Смола - Ане Риэль
Шрифт:
Интервал:
Закладка:
По дороге на Хальсен он снова стал обдумывать свой план и понял, что до конца не знает, в чем он заключается. Значит, так. Предположим, он решил выгулять там собаку. Или? Вдобавок Роальд не знал, где ему можно ходить, – не весь же Хальсен принадлежал Хордеру. Где в таком случае граница? А есть ли она вообще?
Роальд заметил, что не только время не ощущалось на острове. Физические границы, казалось, были совершенно размыты в пределах острых как бритва очертаний моря. Между соседскими домами уже несколько поколений мирно колыхались поля, а заборы оставались в первую очередь в памяти.
На материке все было иначе.
Вот перешеек, а за ним – цель его прогулки.
Когда асфальтная дорога сменилась гравийной со следами от колес, Роальд спустил Иду с поводка. Она помчалась по острову во всю прыть и скоро совсем скрылась из виду.
Отлично! Его собака убежала, и теперь он ее ищет. Вот и повод! Он спросит, не видели ли они ее, а там и про ребенка речь может зайти.
На Хальсене было тихо. Роальд смотрел вниз на обрыв с зарослями дерезы и песколюбки. На берегу две чайки не могли поделить краба. По обе стороны перешейка плескалось в водорослях море, оставляя на нем маленькие неловкие поцелуи. На востоке виднелась только вода, пока море совсем не исчезало в легком тумане. На западе был виден нечеткий контур материка. По нему Роальд не скучал.
А прямо перед Роальдом из моря поднималась широкая и темная масса. Ховедет. Роальд, как Колумб или, скорее, Амундсен, тоже держал путь на север. И как только почтальон ездит сюда каждый месяц?
Вдалеке кто-то громко кричал. Это был лай собаки.

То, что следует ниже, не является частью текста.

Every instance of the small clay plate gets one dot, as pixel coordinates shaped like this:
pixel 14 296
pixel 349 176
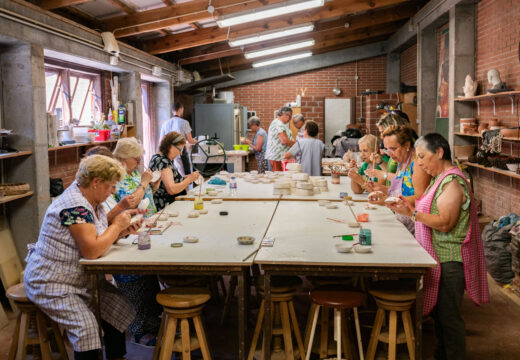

Где-то поблизости кричит животное. Это наше? Это собака? Похоже на лай собаки. Я его не выношу.
Мне плохо, Лив.
Если бы ты услышала то, что я пишу. Если бы ты пришла!
Что происходит?
В день, когда это случилось
В день, когда это случилось, я сидела в контейнере. Тяжелый был день. Ночью мне снилось, что я стою под водопадом. Сверху льется вода, но вдруг останавливается прямо над моей головой. Я смотрю наверх – вода будто застыла, и я понимаю, что скоро она польется, что не может просто так висеть в воздухе. Только в море волны возвращаются назад, водопад так не умеет. Так мне папа говорил.
Вода падает.
Может быть, тонут дети.
Проснувшись, я пыталась придумать хорошее продолжение этого сна. Я представила, что водопад долго-долго думает и все никак не поймет, что он – водопад, и я успеваю сделать шаг назад и оказываюсь в безопасном месте между скалой и водным полотном, которое вот-вот обрушится. О таком тайном месте внутри водопада я прочитала в одной из маминых книжек.
Но все это было в моем воображении, а не во сне, поэтому я так и не поняла, получилось у меня спрятаться или нет. Обидно.
Размышляя о своем сне, я зашивала дырку в медвежонке. Мама научила меня не только читать, но и шить. Однажды мне подарили шкатулку для швейных принадлежностей. Ее смастерил папа, а мама положила туда иголки, нитки, наперсток и ленты. Шкатулка тоже лежала в контейнере, прямо рядом с гробом сестренки.
Так вот, у медвежонка появились дырки. А из них вылезло что-то белое. Такого я еще не видела – это было не похоже на то, что было внутри у кроликов, оленей, лисиц и людей. Оно было сухое и мягкое, а если подбросить в воздух – то разлеталось, словно снег. Потом я, конечно, все сложила обратно в медвежонка и зашила дырки. Не знаю, откуда они взялись. Может быть, из-за того, что я слишком много его гладила. А может, их прогрызли мыши. Но медвежонок хотя бы не гнил.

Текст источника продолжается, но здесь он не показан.